Publishing Info: St. Martin’s Press, May 2009
Number of Pages: 288
Book Category: Memoir
Pick out a book based SOLELY on the cover. First, write about what you expect the book to be about based on the cover art. Then read the book and write about how the book was different from and/or similar to what the cover art led you to expect.
This book caught my eye because the photo on the front cracked me up. Nothing says funny like a giant poofy hairdo. Also, the title and its lettering seemed to promise a funny story—perhaps something about a “fish out of water.” To me, the cover seemed to indicate that perhaps the story was about a white girl who was pretending to be or aspiring to be African-American. The fact that it was a memoir also caught my eye; I’m a huge fan of memoirs with a sense of humor. And if this was cover photo was a school photo, I knew I was in for a chuckle or two. After all, I have my own bad poofy hair photos so I know what I’m talking about. (See photo at right. That is me in high school with a horrible horrible perm.)
As it turns out, I wasn’t too far off the mark.
When her dad enrolls the girls in summer camp, Mishna is out of her element and regularly terrorized by the other children.
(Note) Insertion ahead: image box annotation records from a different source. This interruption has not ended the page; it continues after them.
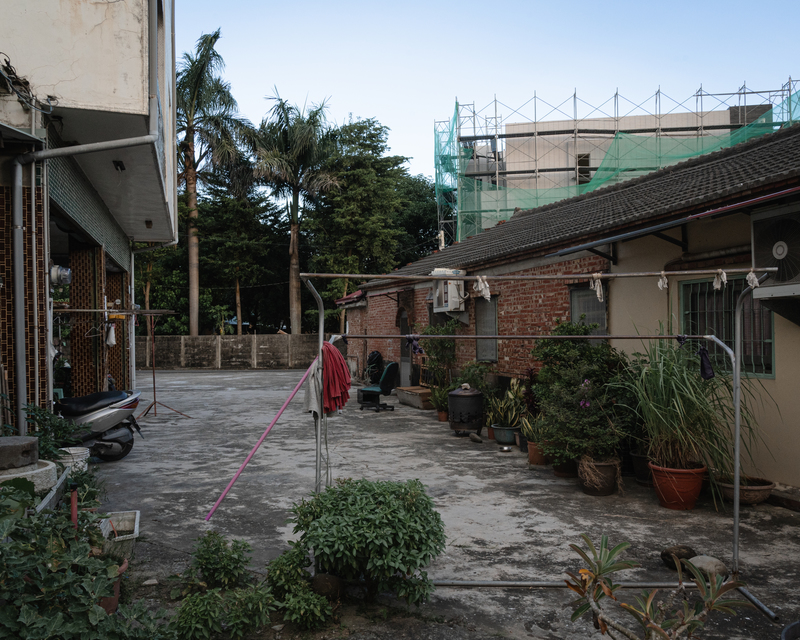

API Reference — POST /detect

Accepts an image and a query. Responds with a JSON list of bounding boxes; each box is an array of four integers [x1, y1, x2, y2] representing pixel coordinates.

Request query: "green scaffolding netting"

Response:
[[435, 92, 800, 240]]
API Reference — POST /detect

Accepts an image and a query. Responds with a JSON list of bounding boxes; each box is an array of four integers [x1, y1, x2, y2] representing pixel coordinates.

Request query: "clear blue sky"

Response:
[[176, 0, 800, 176]]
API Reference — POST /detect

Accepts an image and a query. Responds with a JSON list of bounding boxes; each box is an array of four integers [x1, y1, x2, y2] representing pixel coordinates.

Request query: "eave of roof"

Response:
[[362, 124, 800, 289]]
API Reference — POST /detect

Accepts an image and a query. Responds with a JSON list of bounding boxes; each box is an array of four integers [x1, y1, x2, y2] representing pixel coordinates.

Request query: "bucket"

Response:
[[59, 447, 89, 472]]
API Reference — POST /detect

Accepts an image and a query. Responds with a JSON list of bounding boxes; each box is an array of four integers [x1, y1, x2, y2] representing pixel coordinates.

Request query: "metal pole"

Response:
[[301, 276, 325, 493], [300, 267, 778, 281]]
But her quick wit and smarts help her find a survival strategy that works for her: capping. Capping is the fine art of “yo mama” jokes where participants engage in trading escalating insults. Mishna excels at capping, and it is her lifeline in the hard-knock world of kid society.
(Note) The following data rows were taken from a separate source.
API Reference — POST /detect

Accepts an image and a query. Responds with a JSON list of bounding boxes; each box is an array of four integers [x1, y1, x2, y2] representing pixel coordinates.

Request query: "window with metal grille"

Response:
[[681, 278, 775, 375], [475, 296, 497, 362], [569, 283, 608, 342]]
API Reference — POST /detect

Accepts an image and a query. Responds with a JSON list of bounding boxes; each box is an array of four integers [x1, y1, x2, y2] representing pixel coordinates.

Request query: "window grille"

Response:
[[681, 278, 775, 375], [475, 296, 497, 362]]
I was becoming a machine—or at least I thought I was. All I know is I had purpose:
1. Me ruling.
2. You sucking.
I had aspirations. I had goals. I had a lot of friends, and a lot of bruises.
But just as Mishna begins to fit in at the neighborhood, her mom steps in and gets her transferred to a school for gifted children. Feeling she has found her place in the world at last, Mishna is excited—even thought attending the school means a long commute on city buses. Alas, although Mishna finds herself with children who have the same skin tone, she is still an outsider. Now she doesn’t fit in because her family is poor. Her survival method of capping doesn’t quite work at her new school, and she is forced to find another way to fit in. Eventually, she finds a small group of friends who bond over drawing and fantasy stories (think elves and wizards). But she finds an escape for her increasingly difficult home life at her friends’ homes.
Sleepovers were like mini-vacations for me. I got to step out of my family responsibilities and into my friends’ homes where I was catered to like a crippled person. Dad wasn’t in the habit of asking if he could make me something to eat, or if I wanted him to rent me something while he was at the video store. In fact, the last time I’d had Zwena over, he got her to clean the kitchen after I made dinner.
Besides documenting her struggles to fit in to “kid society” in the neighborhood and at school, the book also chronicles her difficult and confusing relationship with her father, who she alternately loves and loathes. Mishna is torn between loyalty to her father and her wish to escape the lifestyle he inflicts on the family. He dates a series of successful and attractive black women, and each one seems like a potential lifeline to Mishna—an escape from the dirty, uncertain household her farther provides. Here is Mishna describing the visit to her father’s new girlfriend’s apartment:
And the whole place was covered in light cream carpet—which I tiptoed onto like it was hot lava. I knew that cream was for careful people, and no matter how Dad was acting, that wasn’t us. We were the kind of people who needed dirt-colored things.
Eventually, her father remarries, and Mishna gains some new siblings. But, increasingly, her aspirations and dreams drive her to move in with her biological mother. In the end, Mishna is faced with a choice: staying with her sister and father in the life she is familiar with but never really fit or moving in with her mother and pursuing her dreams for the future.
I think part of the problem is that she hasn’t come to terms with her father. In fact, I felt the end of the book left things very unresolved between the two of them. I needed to know more about how things ended up between them. Although her father was a constant presence in her life, his wants and needs always seem to come first and many of his choices are just downright inappropriate and selfish.
Perhaps Mishna Wolff wrote this book without having had enough time to be able to see her father through more mature eyes. She seems to skirt the pain, suffering and sadness that seem to constantly bubble below the surface of her entire childhood. Although I’m glad she was able to find comedy in her upbringing, I feel she owes it to the reader and herself to find the truth of her family life. Some of the best memoirists (I’m thinking of Mary Karr and Jeannette Walls) are able to recognize and write eloquently about both the comedy and the tragedy of their lives—thereby creating a piece of writing that fully describes and embraces the human condition. This memoir falls a bit short.
Where I Got The Book
I bought this book with my (husband’s) hard-earned money and read it on my Kindle so unfortunately, no giveaway on this one.